Я нарочно упомянул твоего отца, порядочного человека. Как будто хотел внушить читателю мысль, что все, о чем шепчутся люди, ложь. Как будто хотел сказать, что Якуб Герибан не мог иметь плохого сына. Земляк ты мой! Сколько раз мне хотелось выругаться, но я предпочитал прикинуться дурачком, старался не видеть в тебе плохое, а то, что мне нравилось — замечать вдвойне. Я человек осторожный. Не годится резкими словами сердить начальство, не годится сердить приятеля. Говорю себе, говорю, но ты не узнаешь, серьезно я говорю или нет, хвалю я кого-то или с грязью мешаю. Для каждой мысли мне нужно много слов, чтобы между ними могло что-то прошмыгнуть. Не стоит говорить слишком понятно, по крайней мере — о серьезных вещах. Умный выберет для себя из того, что есть, а глупый подождет. Я встретил тебя на улице так же, как повстречал недавно — мы потолковали о том, что писали в газетах. Трнава выиграла матч, этого можно было ожидать. Несколько ненормальных сплавляются на плоту вниз по Вагу, каждый день об этом пишут, отнимают время у себя и у читателей. Советский режиссер попробовал чехословацкие шпикачки, порадуемся за него! Но вот уже сентябрь, днем солнечно, ночью ясно и холодно, сентябрь 1970 года. Мы засолили немного грибов, насушили слив. Смотрим из окна на скворцов, снующих по небу и по веткам деревьев. Нам интересно, что напишут в газетах сегодня, завтра и послезавтра.
Но не будем опережать время! Вернемся к марту 1953 года, когда я пришел к тебе в первый раз. Вы как раз куда-то собирались. Девочки были уже принаряжены. У старшей в волосах был красный бант, у младшей — розовый.

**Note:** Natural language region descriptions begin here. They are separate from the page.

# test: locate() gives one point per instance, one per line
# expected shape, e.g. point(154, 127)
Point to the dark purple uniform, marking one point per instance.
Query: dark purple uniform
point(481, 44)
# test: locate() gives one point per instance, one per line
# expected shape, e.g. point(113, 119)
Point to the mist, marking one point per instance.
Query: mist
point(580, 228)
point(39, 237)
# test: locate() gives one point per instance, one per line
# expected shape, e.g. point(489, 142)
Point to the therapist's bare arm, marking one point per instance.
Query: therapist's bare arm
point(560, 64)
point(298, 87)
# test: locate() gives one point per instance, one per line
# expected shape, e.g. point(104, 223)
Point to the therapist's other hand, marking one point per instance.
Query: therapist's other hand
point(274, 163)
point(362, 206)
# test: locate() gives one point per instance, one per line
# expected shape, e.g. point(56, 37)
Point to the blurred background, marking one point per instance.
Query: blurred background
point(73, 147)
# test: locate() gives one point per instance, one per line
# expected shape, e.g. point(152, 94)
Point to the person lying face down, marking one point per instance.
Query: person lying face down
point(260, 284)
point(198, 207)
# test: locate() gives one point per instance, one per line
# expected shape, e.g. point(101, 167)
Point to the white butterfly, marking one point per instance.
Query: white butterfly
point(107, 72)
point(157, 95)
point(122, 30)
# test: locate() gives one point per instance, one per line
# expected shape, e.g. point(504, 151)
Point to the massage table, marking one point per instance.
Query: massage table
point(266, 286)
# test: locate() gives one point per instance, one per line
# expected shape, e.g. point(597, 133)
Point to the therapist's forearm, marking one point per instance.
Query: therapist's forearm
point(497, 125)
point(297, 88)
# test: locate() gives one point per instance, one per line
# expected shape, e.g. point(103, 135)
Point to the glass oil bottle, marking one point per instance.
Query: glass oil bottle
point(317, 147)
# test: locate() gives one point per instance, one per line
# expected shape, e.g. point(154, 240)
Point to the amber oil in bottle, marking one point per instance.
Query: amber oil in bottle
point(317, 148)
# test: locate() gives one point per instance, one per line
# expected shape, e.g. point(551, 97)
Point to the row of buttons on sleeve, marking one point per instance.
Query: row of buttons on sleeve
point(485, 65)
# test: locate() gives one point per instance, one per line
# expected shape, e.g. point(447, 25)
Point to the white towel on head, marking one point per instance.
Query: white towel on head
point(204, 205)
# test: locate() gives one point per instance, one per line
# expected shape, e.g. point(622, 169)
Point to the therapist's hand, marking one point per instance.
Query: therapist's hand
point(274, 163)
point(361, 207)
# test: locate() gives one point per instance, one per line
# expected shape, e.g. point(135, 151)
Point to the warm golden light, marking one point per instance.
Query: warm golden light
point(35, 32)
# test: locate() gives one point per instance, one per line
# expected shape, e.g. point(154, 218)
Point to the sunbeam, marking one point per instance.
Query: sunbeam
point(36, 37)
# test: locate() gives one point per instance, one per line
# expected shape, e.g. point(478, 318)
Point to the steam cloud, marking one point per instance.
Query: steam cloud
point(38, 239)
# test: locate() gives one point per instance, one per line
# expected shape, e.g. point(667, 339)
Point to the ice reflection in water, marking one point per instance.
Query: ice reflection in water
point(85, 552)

Обе поглядывали на меня с недоверием. Ты сказал приветливо: — Мы идем в гости с поздравлениями!
А я был рад, что не пришлось делать вид, будто я собирался уделить тебе всего пару минут. Но ты хотел оказать мне гостеприимство хотя бы наскоро, и потому пригласил меня в комнату. — Йожка, — обратился ты к жене, но не спешил открыть дверь, и пани Йожка успела взять со стола и сунуть в шкаф кучу неглаженого белья, а остальное, детскую рубашечку и пару носовых платков еще держала в руке, мне даже показалось, будто она собирается вытереть ими стол.